You’re not eating healthy fats.
If your doctor says you have high cholesterol, it means the LDL reading (bad cholesterol) is building up and may cause blockages in your arteries. A healthy cholesterol reading from a blood test is less than 200 mg/dL. “While it used to be thought that eating cholesterol-rich foods would raise blood cholesterol levels, we now know that consuming too many saturated fats and not enough unsaturated, heart-healthy fats is what actually affects blood cholesterol levels the most,” says Sarah-Jane Bedwell, RD, LDN, host of Cooking with Sarah-Jane. Eating foods that contain monounsaturated fats and polyunsaturated fats (like avocados) can help prevent and manage high levels of “bad” LDL cholesterol and triglycerides while increasing “good” HDL cholesterol levels, says Bedwell. Drizzle some olive oil or sunflower oil on salads and veggies since both are good sources of monounsaturated fats and polyunsaturated fats.
You skip fish.
Certain types of fish—like salmon, mackerel, trout, and herring—contain higher amounts of omega-3 fatty acids, “good fats” that don’t affect LDL cholesterol levels. Omega-3 fatty acids also help to increase “good” cholesterol, reducing your triglycerides, a type of fat in your blood, and reducing blood pressure, according to MayoClinic.org. Aim to eat a 3.5-ounce serving of fish at least twice per week, preferably those higher in omega-3 fatty acids. Ask for salmon as the protein on your salad at lunch or grill up a salmon burger when you’re barbecuing this season.
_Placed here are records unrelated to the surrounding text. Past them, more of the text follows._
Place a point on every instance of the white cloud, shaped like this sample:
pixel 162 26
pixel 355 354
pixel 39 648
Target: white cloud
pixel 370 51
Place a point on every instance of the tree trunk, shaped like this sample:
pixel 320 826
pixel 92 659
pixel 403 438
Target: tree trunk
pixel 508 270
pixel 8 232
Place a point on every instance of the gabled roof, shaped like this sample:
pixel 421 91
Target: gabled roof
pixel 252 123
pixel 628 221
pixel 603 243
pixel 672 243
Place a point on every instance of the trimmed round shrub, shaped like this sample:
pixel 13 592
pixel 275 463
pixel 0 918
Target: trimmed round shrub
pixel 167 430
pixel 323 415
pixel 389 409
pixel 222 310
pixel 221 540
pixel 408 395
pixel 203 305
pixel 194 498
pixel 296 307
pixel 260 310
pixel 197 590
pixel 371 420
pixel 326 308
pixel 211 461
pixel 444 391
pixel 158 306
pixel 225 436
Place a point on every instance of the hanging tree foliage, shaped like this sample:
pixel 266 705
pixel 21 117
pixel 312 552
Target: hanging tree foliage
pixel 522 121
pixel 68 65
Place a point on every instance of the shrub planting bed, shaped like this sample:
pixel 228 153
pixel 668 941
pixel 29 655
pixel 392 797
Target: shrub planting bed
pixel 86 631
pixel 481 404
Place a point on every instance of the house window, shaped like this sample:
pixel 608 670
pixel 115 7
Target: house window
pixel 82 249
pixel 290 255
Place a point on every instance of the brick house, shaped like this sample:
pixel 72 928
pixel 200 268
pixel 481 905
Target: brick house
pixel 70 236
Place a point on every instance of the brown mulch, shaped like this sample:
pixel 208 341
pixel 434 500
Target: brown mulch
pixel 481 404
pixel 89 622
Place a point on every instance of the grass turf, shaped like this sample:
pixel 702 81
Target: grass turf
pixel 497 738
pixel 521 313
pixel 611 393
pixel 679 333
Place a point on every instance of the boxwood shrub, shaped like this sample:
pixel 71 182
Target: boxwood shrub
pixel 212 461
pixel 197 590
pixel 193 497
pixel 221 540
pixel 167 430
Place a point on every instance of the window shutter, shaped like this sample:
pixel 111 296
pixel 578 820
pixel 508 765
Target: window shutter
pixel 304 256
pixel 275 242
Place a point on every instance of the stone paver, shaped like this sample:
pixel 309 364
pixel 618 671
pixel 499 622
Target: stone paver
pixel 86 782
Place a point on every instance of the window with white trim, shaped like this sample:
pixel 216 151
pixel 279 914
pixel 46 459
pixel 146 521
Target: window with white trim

Your only source of dairy is the milk in your coffee.
Increasing the amount of calcium in your diet can increase HDL “good” cholesterol and decrease total and LDL cholesterol concentrations, according to research. Dairy products are the richest source of calcium with hard cheese having the highest concentration levels. Incorporate low-fat or fat-free milk, cheese, and yogurt as part of your meals and snacks.